Saturday, December 11th

 

Hall slept better, and didn’t wake ‘till after six. But still he awoke from a disturbing dream. He remembered a figure, back to him and entirely in shadow, with blood dripping from the ends of its fingers. Then he was running through a door and down some stairs. It seemed to be a block of flats, because he ran down several flights before suddenly stopping, dropping to his knees and clinging to the railings. As he looked up in fear he could still see the treads rising above him, but somehow he knew that just below him the stairs ended, and the sky began.

 

He lay for a moment after he woke, and the terror faded. He thought back on the previous night. He hadn’t seen his wife or the kids when he got home, and he was glad. He had been completely exhausted, so mentally and physically tired that he really wouldn’t have known what to say. Even to his own children.

 

 

It was after seven by the time he reached the office, and hardly anyone was in. The atmosphere was subdued, but it was always like that after a setback in a major investigation. Even so Hall had barely had time to open his email inbox and skim their contents than Mann appeared at the door.

‘I hear that Ryan is back home again?’

‘Yes. If the PM is reliable then we can’t place him at the scene when Amy died.’

‘But is it reliable?’

‘Now you, Ian, are surely destined for high rank in this police force. Because I’ve just this second read an email from the Super asking just that very question. He suggests that we should ask a Home Office pathologist to go through the Doc’s numbers, work and conclusions.’

‘He won’t like that. So will you do it?’

‘Yes. I would have done it anyway, because the timeline is so tight. The Doc can squeal all he likes, but time of death is the only thing that’s keeping us seriously doubting whether Ryan was the last person but one to see Amy alive, rather than the very first one to see her dead.’

‘Well, you know what I think boss.’

‘I do Ian, and for what it’s worth I think you’re probably right. What’s the motive for Ryan? He wasn’t off his head on drugs that night, we know that. And none of the God knows how many social workers who have assessed him have ever suggested any mental health issues. What you said was spot on I reckon, that kid is emotionally dead. Our friends with psychology degrees will probably tell us that it’s down to his upbringing, and a lack of parental affection, and they’ve very probably right. He liked the girl, but I doubt he’d have thought twice if she’d given him the push that night. He’d have just found himself a new squeeze. And what I find sad is that I doubt he meant all that much to Amy either, because she hadn’t even told her friends about him. She may have had a picture of him on her phone of course, but until we find it we can’t know.’

 

 

 

‘So where do we go next?’

‘Has to be the immediate family. You know the stats, and if it wasn’t Ryan then we’re right back to the parents, and anyone else who was close to Amy.’

Mann pulled a face.

‘You don’t think it’s likely? Or you don’t want to think about the possibility of a normal parent, one who’s not off their face on something all the time, killing their own child?’
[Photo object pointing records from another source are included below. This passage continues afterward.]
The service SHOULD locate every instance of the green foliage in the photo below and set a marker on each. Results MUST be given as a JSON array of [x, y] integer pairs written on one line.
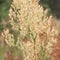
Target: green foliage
[[1, 27], [4, 8]]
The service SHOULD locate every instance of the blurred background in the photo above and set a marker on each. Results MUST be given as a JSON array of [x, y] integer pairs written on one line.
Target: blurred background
[[53, 8]]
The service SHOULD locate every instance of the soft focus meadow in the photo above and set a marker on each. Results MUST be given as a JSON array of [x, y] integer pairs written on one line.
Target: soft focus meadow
[[29, 34]]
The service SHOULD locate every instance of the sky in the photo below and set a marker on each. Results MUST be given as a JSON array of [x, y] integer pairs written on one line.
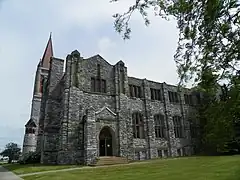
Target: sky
[[85, 25]]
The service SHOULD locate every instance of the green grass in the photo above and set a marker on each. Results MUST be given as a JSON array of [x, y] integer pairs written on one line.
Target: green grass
[[194, 168], [29, 168]]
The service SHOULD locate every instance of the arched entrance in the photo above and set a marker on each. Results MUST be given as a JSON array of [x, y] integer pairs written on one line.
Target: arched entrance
[[105, 142]]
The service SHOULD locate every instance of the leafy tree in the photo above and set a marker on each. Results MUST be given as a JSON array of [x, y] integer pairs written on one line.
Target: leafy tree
[[209, 53], [208, 33], [12, 151]]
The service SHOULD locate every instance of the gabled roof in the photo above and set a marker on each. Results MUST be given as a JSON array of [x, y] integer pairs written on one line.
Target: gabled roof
[[48, 53]]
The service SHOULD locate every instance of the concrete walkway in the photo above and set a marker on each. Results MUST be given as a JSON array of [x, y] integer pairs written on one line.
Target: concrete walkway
[[8, 175], [89, 167], [78, 168]]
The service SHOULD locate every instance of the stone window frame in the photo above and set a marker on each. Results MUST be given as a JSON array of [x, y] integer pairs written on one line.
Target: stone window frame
[[174, 97], [193, 129], [135, 91], [188, 99], [98, 85], [159, 125], [156, 94], [30, 130], [138, 125], [42, 83], [159, 153], [178, 127]]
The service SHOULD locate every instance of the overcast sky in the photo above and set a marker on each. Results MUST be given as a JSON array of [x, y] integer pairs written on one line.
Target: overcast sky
[[85, 25]]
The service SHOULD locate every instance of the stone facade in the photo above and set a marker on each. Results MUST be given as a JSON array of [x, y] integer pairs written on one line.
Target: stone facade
[[73, 116]]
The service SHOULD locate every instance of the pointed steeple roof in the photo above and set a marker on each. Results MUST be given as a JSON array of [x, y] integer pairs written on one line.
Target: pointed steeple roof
[[48, 53]]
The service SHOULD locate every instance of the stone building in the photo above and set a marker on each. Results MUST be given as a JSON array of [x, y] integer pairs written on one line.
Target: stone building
[[93, 108]]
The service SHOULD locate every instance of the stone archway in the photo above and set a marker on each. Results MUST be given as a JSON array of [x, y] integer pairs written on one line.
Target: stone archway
[[106, 142]]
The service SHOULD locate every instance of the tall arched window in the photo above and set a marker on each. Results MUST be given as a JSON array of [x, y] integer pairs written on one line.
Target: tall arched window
[[159, 126], [138, 125], [30, 130]]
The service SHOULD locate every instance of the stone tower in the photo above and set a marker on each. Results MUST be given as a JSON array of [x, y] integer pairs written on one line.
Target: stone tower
[[31, 127]]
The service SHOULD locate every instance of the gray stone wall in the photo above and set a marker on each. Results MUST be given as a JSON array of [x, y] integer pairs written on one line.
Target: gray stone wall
[[53, 109], [75, 116]]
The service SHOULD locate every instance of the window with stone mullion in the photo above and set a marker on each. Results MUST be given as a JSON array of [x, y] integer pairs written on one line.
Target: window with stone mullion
[[159, 126], [177, 127], [138, 128]]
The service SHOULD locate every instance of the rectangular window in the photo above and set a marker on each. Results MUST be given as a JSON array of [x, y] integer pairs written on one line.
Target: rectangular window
[[160, 153], [178, 130], [173, 97], [98, 85], [188, 99], [138, 126], [193, 130], [156, 94], [135, 91], [103, 86], [93, 89], [159, 126]]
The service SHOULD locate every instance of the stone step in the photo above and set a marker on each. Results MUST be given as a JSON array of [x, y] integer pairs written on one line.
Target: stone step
[[111, 160]]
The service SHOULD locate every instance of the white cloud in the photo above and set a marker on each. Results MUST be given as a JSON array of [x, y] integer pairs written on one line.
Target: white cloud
[[86, 25]]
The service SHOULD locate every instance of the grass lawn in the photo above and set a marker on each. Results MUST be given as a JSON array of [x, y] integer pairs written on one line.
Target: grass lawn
[[29, 168], [192, 168]]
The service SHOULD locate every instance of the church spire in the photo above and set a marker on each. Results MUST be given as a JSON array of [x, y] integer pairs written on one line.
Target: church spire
[[48, 53]]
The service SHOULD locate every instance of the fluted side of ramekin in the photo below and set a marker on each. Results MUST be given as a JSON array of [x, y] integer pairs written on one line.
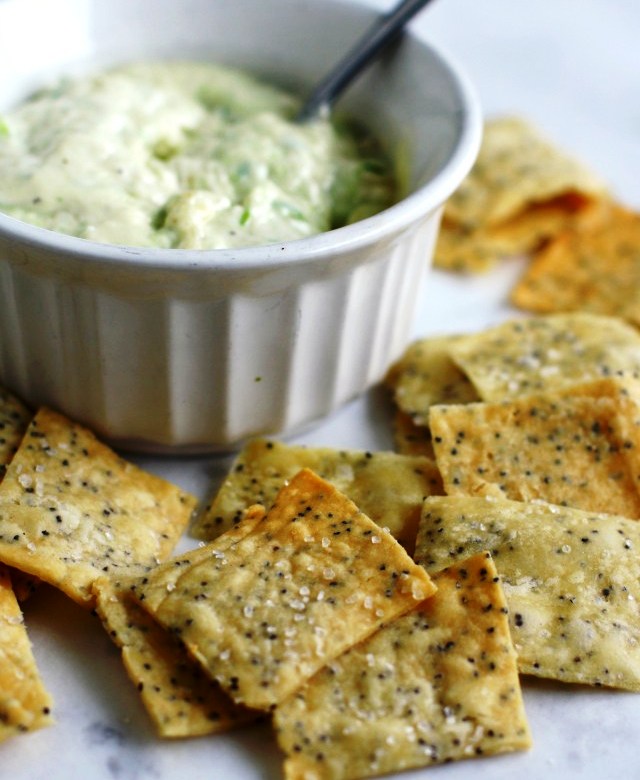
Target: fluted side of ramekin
[[159, 372]]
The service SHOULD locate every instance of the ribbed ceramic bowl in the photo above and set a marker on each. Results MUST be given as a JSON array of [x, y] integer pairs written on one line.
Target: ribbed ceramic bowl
[[178, 350]]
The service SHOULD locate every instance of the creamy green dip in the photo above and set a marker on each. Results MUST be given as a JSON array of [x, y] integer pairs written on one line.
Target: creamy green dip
[[188, 155]]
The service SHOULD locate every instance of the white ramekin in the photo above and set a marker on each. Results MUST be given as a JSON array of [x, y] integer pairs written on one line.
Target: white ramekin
[[177, 350]]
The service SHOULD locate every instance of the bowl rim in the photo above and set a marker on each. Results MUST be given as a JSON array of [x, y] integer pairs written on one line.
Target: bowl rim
[[417, 205]]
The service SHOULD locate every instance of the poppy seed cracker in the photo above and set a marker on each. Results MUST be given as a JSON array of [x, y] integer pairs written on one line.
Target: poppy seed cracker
[[571, 579], [437, 684], [388, 487], [544, 353], [580, 448], [179, 697], [314, 577], [71, 510], [595, 270]]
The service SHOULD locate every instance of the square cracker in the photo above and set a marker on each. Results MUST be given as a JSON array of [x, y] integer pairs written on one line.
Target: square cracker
[[71, 510], [571, 579], [527, 355], [179, 697], [25, 704], [153, 586], [580, 449], [476, 250], [521, 190], [517, 167], [386, 486], [435, 685], [313, 578], [596, 270]]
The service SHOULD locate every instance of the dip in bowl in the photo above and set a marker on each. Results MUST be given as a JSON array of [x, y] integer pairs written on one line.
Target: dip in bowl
[[178, 349]]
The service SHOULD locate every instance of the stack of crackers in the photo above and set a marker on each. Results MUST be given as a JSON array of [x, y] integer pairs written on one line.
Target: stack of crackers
[[378, 608], [526, 196], [538, 448]]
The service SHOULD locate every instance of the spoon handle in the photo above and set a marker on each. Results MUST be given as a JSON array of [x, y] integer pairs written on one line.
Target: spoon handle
[[383, 32]]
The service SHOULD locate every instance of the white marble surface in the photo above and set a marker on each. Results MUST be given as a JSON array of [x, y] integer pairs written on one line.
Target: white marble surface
[[573, 67]]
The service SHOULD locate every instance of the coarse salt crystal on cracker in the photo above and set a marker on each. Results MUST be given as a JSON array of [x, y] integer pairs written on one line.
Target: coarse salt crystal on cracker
[[580, 448], [539, 354], [314, 577], [180, 699], [437, 684], [154, 585], [71, 510], [386, 486], [571, 579]]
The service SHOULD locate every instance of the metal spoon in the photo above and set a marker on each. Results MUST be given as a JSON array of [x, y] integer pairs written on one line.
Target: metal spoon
[[382, 33]]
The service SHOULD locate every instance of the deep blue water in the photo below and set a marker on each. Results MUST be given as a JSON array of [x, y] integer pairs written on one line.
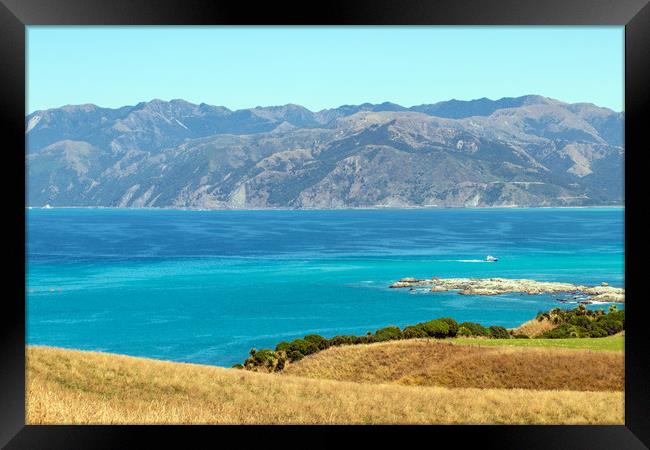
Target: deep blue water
[[206, 286]]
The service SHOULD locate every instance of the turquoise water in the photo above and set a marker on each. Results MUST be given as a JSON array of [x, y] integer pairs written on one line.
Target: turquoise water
[[206, 286]]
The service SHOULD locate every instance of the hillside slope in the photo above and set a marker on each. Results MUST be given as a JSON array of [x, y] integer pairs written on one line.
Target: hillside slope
[[68, 386], [426, 362], [526, 151]]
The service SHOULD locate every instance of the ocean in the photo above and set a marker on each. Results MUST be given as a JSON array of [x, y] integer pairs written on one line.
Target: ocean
[[207, 286]]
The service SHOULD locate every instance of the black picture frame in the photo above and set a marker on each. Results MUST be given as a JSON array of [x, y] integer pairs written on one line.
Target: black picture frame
[[15, 15]]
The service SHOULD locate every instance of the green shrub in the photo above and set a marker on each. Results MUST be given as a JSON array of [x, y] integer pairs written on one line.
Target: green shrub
[[436, 328], [414, 331], [294, 355], [452, 324], [283, 346], [301, 346], [319, 341], [343, 340], [264, 357], [497, 332], [474, 329], [388, 334]]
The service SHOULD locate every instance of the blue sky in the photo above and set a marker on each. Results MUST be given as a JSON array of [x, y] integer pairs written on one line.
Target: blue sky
[[321, 67]]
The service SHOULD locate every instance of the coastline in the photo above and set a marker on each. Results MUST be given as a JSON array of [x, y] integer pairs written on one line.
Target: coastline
[[360, 208]]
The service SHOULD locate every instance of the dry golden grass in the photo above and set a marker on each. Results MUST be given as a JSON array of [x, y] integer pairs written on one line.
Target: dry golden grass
[[428, 362], [68, 386], [534, 327]]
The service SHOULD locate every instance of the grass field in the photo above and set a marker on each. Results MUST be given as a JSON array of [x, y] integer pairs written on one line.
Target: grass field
[[610, 343], [69, 386], [430, 362]]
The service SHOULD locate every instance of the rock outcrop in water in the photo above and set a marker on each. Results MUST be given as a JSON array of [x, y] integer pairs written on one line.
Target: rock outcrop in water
[[497, 286]]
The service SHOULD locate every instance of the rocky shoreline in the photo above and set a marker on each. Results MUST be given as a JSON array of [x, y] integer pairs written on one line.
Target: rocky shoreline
[[497, 286]]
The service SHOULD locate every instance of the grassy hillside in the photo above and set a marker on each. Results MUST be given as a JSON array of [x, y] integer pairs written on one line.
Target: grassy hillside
[[614, 343], [68, 386], [426, 362]]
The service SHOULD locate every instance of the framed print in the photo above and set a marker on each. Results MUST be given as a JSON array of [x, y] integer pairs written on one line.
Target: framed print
[[360, 214]]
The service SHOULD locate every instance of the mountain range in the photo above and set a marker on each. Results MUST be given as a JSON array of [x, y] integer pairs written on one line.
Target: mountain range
[[523, 151]]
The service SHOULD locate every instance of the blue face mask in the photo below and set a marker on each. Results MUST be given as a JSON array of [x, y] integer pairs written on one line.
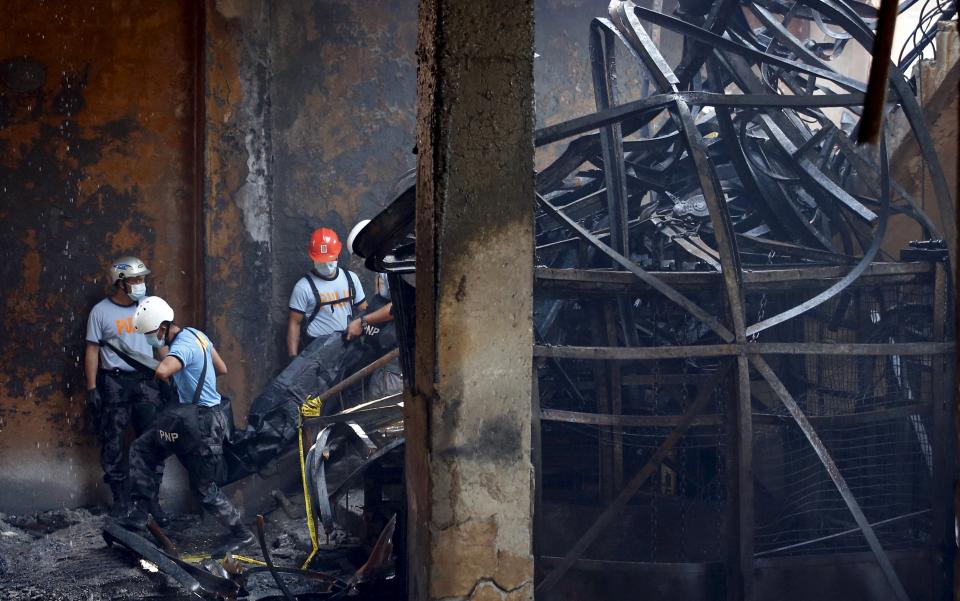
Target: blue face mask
[[154, 341], [326, 269], [137, 291]]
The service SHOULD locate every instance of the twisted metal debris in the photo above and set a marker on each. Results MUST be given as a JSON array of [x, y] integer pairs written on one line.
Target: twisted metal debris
[[734, 166]]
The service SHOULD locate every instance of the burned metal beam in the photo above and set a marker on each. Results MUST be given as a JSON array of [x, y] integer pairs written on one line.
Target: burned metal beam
[[613, 510]]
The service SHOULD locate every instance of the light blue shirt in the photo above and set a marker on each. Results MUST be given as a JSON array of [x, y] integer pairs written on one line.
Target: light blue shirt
[[191, 352]]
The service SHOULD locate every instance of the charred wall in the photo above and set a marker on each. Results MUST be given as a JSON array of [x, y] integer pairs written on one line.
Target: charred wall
[[95, 161], [343, 92], [305, 117]]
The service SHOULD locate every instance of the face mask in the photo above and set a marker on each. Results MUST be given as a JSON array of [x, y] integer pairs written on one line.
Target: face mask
[[137, 291], [155, 342], [326, 269]]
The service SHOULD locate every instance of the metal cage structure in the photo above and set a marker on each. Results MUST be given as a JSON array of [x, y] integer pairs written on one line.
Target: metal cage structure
[[740, 393]]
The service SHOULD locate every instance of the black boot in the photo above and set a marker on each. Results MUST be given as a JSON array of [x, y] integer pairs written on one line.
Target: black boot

Mann didn’t reply, so Hall went on.

‘Tell you what, let’s go back to Amy’s dad. And we’ll pay her mum and her new bloke a call too. I’d like to meet both of them myself.’

‘Which way round?’

‘Let’s go and see the dad first. I’ll bet he’s been up for hours already.’

 

 

Hall was right. It looked as if John Hamilton had hardly slept, and his hand was shaking when he let them in. He led them through to the living room, indicated that they should sit down, and almost fell back onto the sofa.